China washes out Brazilian soybeans amid poor crush margins
Surging futures, skyrocketing premiums and negative crush margins were three reasons China washed out at least five Brazilian soybean cargoes
Several sources, both in Brazil and China, told Fastmarkets Agricensus that Chinese crushers were heard breaching soybean contracts due to the combination of surging CBOT futures, skyrocketing Brazilian FOB premiums and negative crush margins in the Asian country.
“Chinese crushers prefer to washout contracts and pay the underlying penalty fees rather than originating Brazilian beans amid negative domestic crush margins,” HedgePoint Global’s Victor Martins told Fastmarkets Agricensus.
“The arbitrage gains in the futures market more than compensate losses from contract breaches,” Martins added.
The idea is that crushers that had closed purchase deals for Brazilian beans by the end of 2021, and subsequently hedged their positions in the futures market and cashed in by selling off their CBOT long positions.
Considering that March soybean CBOT futures soared 29%, the equivalent to $3.56/bu, between the end of November and February 11, there are indeed potentially large financial profits to be made.
This could overcome the penalty fees related to washing out contracts, it is understood.
Under such rationale, the incentive to breach contracts would have been amplified by particularly negative crush margins in China, which are capping spot soybean demand in the country.
According to Fastmarkets Agricensus’ estimates, the Chinese average spot gross crush margins have been slightly negative since December, and plunged even further when China’s market reopened after its week-long Lunar New Year holiday in February.

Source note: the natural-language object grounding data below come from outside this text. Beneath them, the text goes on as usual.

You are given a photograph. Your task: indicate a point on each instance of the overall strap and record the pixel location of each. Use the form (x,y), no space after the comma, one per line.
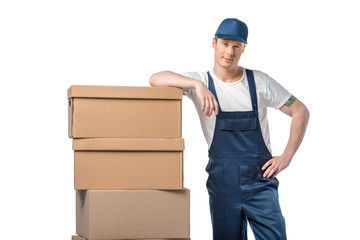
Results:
(212,90)
(252,88)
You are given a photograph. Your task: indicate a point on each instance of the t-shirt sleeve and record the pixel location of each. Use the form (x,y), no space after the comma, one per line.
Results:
(275,95)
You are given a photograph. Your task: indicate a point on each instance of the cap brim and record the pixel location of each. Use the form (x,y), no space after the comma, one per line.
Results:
(232,37)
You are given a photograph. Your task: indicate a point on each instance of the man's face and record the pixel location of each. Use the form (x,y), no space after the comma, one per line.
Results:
(227,52)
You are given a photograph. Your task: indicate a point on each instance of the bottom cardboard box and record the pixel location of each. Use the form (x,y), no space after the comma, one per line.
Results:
(133,214)
(81,238)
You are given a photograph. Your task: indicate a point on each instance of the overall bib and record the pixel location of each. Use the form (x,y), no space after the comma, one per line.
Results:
(237,191)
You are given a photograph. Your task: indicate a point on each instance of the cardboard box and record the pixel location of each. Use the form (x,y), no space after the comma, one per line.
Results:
(82,238)
(133,214)
(128,163)
(120,112)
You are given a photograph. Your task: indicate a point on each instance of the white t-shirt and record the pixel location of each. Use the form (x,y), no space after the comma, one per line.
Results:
(236,97)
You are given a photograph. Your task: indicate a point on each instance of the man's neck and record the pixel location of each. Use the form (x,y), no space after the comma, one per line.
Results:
(228,75)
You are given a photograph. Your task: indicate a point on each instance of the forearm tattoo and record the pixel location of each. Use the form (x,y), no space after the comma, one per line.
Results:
(290,101)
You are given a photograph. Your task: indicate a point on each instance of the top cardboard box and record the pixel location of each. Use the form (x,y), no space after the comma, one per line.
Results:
(121,112)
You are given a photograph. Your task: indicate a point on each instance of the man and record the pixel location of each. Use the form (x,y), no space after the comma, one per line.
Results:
(231,102)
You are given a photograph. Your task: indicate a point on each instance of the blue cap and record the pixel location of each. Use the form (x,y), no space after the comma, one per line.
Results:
(232,28)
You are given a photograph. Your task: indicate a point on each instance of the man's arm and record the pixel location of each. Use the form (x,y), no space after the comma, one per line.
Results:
(300,117)
(171,79)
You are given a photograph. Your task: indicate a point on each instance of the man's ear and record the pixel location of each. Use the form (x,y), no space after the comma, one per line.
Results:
(214,42)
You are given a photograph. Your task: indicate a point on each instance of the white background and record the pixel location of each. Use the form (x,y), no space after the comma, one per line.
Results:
(310,47)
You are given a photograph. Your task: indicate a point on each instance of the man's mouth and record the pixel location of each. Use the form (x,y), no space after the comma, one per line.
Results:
(227,59)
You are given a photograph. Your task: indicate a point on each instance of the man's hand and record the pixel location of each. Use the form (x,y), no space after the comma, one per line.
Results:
(275,166)
(207,99)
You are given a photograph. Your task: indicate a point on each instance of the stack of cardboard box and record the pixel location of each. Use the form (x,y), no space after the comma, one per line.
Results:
(128,163)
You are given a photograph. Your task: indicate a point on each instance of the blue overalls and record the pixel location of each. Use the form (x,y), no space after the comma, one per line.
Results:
(238,193)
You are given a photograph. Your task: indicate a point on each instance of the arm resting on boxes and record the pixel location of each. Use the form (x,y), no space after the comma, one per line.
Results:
(171,79)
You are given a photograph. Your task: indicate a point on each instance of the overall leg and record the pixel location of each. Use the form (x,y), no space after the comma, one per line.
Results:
(228,220)
(264,213)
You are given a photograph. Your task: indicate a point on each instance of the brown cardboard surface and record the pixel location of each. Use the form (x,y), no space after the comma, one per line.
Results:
(133,214)
(121,112)
(81,238)
(92,91)
(128,163)
(129,144)
(128,170)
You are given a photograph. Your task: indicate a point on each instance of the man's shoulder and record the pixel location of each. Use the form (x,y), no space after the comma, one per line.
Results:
(259,75)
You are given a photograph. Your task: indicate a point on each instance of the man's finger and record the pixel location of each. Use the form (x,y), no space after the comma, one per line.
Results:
(216,106)
(211,106)
(202,104)
(207,106)
(266,164)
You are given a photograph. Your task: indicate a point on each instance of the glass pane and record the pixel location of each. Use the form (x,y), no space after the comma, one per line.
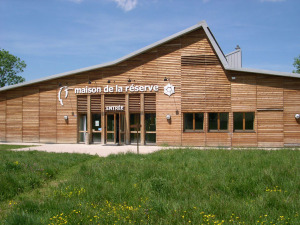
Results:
(110,137)
(134,119)
(122,122)
(133,138)
(81,137)
(96,121)
(249,121)
(238,121)
(122,138)
(96,137)
(150,121)
(188,121)
(224,121)
(199,121)
(213,121)
(150,138)
(82,122)
(110,123)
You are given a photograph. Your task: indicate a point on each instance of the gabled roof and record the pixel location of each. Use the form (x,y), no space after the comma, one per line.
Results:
(201,24)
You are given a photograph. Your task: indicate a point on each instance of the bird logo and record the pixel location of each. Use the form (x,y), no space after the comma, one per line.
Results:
(66,90)
(169,89)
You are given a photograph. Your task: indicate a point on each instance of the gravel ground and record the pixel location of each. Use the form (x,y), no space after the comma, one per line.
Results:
(105,150)
(93,149)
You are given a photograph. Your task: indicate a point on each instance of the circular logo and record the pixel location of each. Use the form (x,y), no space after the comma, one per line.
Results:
(169,89)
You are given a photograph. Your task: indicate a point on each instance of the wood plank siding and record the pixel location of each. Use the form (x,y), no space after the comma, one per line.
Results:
(189,62)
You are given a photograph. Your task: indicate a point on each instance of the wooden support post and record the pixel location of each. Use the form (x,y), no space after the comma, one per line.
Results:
(103,122)
(127,120)
(89,119)
(142,128)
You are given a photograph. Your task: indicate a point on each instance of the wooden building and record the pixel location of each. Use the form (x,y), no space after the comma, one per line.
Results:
(181,90)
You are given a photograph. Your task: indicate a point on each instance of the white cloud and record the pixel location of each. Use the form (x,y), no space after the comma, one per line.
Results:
(126,5)
(76,1)
(272,0)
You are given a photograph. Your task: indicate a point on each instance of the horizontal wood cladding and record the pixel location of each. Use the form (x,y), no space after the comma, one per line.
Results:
(270,129)
(34,114)
(194,139)
(244,139)
(243,92)
(291,107)
(14,115)
(2,117)
(48,111)
(269,92)
(31,113)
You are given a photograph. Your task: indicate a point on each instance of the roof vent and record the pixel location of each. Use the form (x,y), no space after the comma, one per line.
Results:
(234,58)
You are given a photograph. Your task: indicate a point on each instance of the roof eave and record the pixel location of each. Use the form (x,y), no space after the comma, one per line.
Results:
(265,72)
(99,66)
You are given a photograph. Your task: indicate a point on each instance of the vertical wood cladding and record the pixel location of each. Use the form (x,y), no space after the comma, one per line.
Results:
(2,117)
(269,92)
(31,115)
(48,111)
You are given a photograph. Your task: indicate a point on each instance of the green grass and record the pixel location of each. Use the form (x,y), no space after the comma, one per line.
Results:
(169,187)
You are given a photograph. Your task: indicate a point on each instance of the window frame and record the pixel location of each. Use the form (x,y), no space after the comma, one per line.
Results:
(218,123)
(244,123)
(194,130)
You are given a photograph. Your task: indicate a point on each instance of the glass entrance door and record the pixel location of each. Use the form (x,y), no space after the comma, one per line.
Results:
(115,128)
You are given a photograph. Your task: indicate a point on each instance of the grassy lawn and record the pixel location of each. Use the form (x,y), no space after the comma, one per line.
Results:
(169,187)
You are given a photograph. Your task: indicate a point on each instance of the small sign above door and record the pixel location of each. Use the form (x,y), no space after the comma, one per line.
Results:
(114,108)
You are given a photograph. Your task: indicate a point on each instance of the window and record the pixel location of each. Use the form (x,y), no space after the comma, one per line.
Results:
(150,128)
(193,122)
(243,121)
(218,121)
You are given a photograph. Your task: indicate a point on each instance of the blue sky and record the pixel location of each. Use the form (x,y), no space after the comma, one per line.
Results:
(56,36)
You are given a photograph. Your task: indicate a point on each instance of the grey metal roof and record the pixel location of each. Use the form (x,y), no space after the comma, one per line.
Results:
(202,24)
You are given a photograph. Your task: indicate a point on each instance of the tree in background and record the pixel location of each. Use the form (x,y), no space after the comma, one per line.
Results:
(297,64)
(10,65)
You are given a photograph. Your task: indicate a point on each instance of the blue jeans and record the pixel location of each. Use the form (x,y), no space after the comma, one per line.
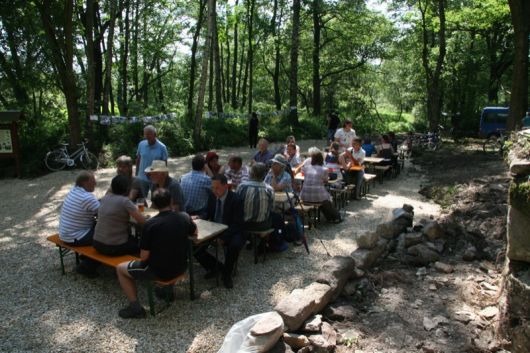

Rumours about China washing out Brazilian soybean cargoes had been circulating in the market since the middle of last week and were confirmed by Fastmarkets Agricensus on Monday.
“Some of the washout deals were done by COFCO at the CFR market… due to rapidly deteriorating domestic crush margins,” a China-based trader told Fastamarkets Agricensus.
“We heard two of the cargoes were switched to the US origins amid the bad crush margins and slow loading pace in Brazil,” another Chinese analyst said.
The rumours contributed to pressure premiums in the Brazilian cash market, although many market participants had been sceptical about their veracity.
Brazilian soybean spot FOB premiums surged to extremely high levels – the highest for front-month loading since November 2021 – in February backed by estimates showing a significant drought-driven crop loss in the country this marketing year.
On Thursday, front-month premiums plunged with contracts for March loading on the Paranaguá paper market tumbling 25 c/bu on the day.
This came as rumours about the washouts started to spread and many sellers rushed into the market to lock in deals, in the belief that premiums had already peaked and would start to trend downwards.
At the same time, the switch of cargoes from Brazil to the US heightened speculation that China would turn its attention towards the US as the deadline for the phase-one trade deal between Beijing and Washington approaches.
If confirmed, this could bolster US soybean exports, with potential impacts on ending stocks and on the CBOT price benchmark.